Back in 1993, on the eve of a union contract negotiation, I had a discussion with a young management staffer at the Kimberly-Clark Corporation’s Fullerton, California, paper mill.  We were talking about the mill’s safety record.  I still recall his comment. “Safety is no different from payroll, raw materials, equipment, utilities, or taxes,” he said.  “It’s all overhead.”

While this fellow doubtless thought he was passing on fairly dramatic information, his observation on industrial safety was something that employees working under a union contract already knew:  A safe work environment comes with a price tag.  And that price tag can be expensive.

Given that 25 miners died in the Massey Energy Company’s Upper Big Branch coal mine explosion, in Raleigh County, West Virginia, on April 5 (with four others still unaccounted for), this may not be the appropriate time to discuss labor ideology or bring up that whole slate of what-ifs, and what-might-have-beens.  The tragedy is too fresh for such a discussion.

But appropriate or not, it’s important we acknowledge a critical fact and that we do it now—that we do it before the corporate spinmeisters engage in their legerdemain, and the media moves on to the Next Big Thing.  We need to acknowledge that union facilities have better safety records than non-union facilities.  This isn’t subject to debate or interpretation; it’s a stone cold fact.  And Massey Energy is a defiantly non-union company.

By now everyone knows that Massey has a history of numerous safety violations.  Its Aracoma mine continues to rack up the safety violations, having been hit with more than 300 citations in the last year.  Its Upper Big Branch, where the 25 men died, was cited for 515 violations in 2009.  Astonishingly, since 1995, the mine has had 3007 violations, and since 2005, there have been 1342 citations.
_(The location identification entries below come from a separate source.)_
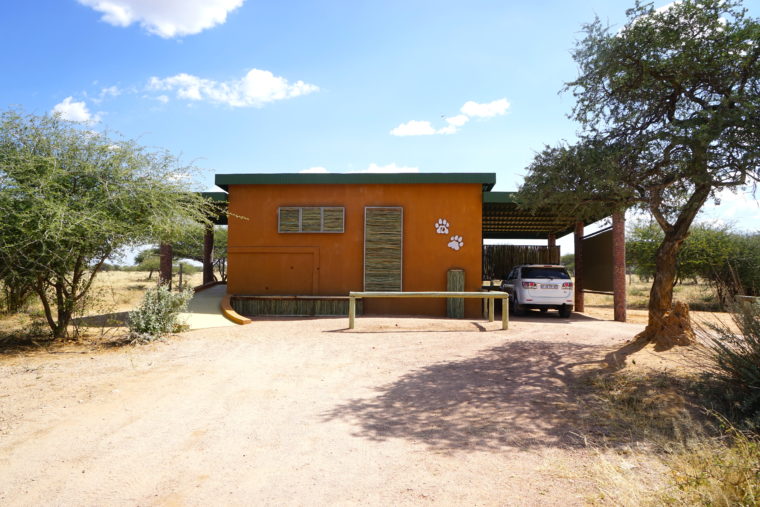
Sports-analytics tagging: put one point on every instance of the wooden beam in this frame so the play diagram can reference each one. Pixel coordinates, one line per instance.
(618, 265)
(165, 264)
(579, 302)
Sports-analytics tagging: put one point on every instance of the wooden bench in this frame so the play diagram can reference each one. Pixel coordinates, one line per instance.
(491, 296)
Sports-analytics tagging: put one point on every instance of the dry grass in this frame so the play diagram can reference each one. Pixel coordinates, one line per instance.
(701, 299)
(113, 294)
(122, 291)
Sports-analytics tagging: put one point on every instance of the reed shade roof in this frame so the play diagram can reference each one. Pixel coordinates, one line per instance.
(503, 219)
(383, 228)
(310, 219)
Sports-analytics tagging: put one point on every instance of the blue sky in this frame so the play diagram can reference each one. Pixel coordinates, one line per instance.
(262, 86)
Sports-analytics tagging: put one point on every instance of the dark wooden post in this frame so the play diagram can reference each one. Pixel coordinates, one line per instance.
(165, 269)
(579, 302)
(552, 243)
(208, 255)
(618, 265)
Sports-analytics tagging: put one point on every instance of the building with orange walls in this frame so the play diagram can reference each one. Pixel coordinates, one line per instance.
(329, 234)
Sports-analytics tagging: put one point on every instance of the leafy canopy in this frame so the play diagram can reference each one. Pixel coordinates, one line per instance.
(71, 198)
(669, 107)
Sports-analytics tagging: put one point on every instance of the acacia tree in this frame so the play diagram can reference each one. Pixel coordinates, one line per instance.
(670, 113)
(70, 198)
(190, 246)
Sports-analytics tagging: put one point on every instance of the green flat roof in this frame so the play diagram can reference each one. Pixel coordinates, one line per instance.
(503, 219)
(488, 180)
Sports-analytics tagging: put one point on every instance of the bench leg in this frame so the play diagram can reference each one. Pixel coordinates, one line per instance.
(351, 312)
(505, 313)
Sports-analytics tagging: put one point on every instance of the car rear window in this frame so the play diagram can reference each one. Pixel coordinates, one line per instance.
(545, 273)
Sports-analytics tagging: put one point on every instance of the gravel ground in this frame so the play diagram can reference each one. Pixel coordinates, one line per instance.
(304, 412)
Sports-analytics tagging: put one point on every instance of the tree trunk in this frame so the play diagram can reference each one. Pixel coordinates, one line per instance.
(669, 323)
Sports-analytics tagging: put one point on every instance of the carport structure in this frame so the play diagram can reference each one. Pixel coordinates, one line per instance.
(600, 255)
(599, 258)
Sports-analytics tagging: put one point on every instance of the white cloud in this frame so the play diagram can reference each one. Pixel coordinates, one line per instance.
(414, 128)
(109, 91)
(255, 89)
(165, 18)
(389, 168)
(373, 168)
(487, 110)
(736, 206)
(75, 111)
(470, 109)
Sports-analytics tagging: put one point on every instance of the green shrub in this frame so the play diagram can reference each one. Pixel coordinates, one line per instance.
(158, 314)
(735, 355)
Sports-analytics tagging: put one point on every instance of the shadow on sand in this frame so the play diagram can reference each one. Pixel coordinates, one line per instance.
(522, 394)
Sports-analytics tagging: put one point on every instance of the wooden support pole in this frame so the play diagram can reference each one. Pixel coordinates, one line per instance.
(351, 312)
(165, 265)
(551, 241)
(208, 255)
(505, 312)
(618, 265)
(579, 306)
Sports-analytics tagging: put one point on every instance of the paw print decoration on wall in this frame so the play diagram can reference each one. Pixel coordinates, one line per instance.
(456, 242)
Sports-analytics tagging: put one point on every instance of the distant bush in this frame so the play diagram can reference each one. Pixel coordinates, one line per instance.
(735, 356)
(158, 314)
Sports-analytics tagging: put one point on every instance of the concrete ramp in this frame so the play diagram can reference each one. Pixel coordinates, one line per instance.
(204, 310)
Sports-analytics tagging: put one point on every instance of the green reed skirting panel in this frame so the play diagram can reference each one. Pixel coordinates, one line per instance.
(455, 283)
(383, 229)
(250, 306)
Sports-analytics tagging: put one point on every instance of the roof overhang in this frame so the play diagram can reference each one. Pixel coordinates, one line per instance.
(487, 180)
(503, 219)
(220, 199)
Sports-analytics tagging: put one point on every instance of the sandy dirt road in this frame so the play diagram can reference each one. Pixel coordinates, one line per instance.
(303, 412)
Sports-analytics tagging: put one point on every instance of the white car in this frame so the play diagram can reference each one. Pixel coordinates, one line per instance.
(539, 286)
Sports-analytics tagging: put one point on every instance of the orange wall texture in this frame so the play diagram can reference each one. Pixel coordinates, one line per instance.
(263, 261)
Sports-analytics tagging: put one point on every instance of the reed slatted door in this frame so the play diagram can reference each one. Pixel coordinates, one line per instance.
(383, 248)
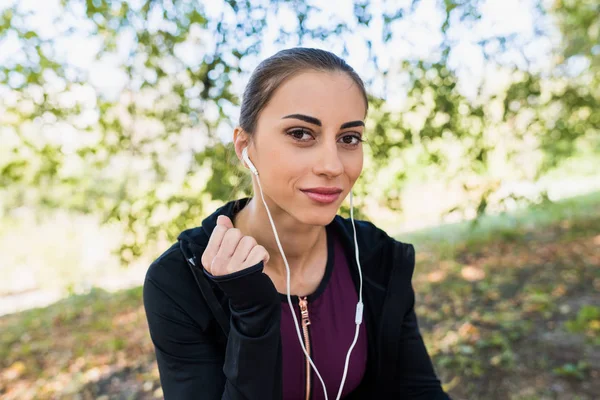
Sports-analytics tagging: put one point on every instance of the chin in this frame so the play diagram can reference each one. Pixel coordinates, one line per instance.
(317, 215)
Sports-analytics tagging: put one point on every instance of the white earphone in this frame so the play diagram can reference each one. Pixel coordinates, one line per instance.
(247, 160)
(359, 305)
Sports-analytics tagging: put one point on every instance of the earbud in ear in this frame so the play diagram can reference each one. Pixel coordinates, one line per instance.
(248, 162)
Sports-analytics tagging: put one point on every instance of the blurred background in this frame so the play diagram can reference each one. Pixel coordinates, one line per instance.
(116, 120)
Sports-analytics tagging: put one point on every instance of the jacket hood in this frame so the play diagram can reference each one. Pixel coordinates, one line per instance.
(194, 240)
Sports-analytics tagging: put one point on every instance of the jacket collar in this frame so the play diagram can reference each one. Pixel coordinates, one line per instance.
(370, 238)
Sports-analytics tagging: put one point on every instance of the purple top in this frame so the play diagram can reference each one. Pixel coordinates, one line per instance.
(331, 310)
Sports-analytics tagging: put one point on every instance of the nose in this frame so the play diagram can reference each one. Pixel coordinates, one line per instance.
(328, 162)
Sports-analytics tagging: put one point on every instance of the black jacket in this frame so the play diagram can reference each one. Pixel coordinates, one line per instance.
(215, 341)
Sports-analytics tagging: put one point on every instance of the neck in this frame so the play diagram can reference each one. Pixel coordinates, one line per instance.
(298, 240)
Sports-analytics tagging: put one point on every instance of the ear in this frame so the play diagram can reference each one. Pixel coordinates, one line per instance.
(241, 139)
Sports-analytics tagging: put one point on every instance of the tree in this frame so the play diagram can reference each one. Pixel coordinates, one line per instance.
(151, 155)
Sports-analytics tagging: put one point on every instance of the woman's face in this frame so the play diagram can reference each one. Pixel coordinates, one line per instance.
(307, 145)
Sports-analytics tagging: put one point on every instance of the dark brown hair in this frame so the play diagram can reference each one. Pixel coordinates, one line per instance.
(275, 70)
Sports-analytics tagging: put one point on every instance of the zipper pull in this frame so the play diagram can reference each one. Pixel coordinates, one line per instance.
(304, 310)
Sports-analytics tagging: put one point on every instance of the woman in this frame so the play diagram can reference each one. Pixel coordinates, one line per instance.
(216, 300)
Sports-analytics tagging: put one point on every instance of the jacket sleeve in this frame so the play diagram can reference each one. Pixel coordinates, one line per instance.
(415, 373)
(191, 363)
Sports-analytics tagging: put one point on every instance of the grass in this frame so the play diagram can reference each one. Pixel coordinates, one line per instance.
(508, 310)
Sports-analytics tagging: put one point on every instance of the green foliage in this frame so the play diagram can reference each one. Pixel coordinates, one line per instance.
(151, 154)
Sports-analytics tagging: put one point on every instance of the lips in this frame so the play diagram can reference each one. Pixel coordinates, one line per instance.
(323, 190)
(323, 195)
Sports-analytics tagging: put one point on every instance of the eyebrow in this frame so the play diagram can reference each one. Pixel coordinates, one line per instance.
(316, 121)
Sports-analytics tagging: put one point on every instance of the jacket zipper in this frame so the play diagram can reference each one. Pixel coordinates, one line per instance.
(305, 323)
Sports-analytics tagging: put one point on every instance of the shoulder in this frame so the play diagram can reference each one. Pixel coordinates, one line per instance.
(171, 289)
(382, 252)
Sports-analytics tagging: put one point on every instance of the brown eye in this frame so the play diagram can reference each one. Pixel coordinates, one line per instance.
(300, 134)
(351, 140)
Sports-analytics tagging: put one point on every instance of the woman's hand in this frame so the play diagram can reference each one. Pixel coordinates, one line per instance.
(229, 251)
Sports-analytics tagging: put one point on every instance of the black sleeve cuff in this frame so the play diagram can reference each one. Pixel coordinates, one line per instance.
(247, 288)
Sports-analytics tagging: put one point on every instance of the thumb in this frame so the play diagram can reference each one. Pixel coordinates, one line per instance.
(225, 221)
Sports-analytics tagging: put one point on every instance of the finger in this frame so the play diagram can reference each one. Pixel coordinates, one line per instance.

Upper Big Branch had 53 violations in the month of March alone.

Gary Hardesty, an AWPPW safety expert, has noted that, statistically, the greater the number of “minor” safety infractions a company is cited for, the greater the odds that it will experience a severe accident.  “It’s an actuarial reality,” Hardesty said.  “The more violations, reportables and near misses, the greater the chances of a fatality.”  The same dynamic applies to motorists:  Drivers with a history of minor collisions are, statistically, more likely to be involved in a serious accident than drivers with no accidents.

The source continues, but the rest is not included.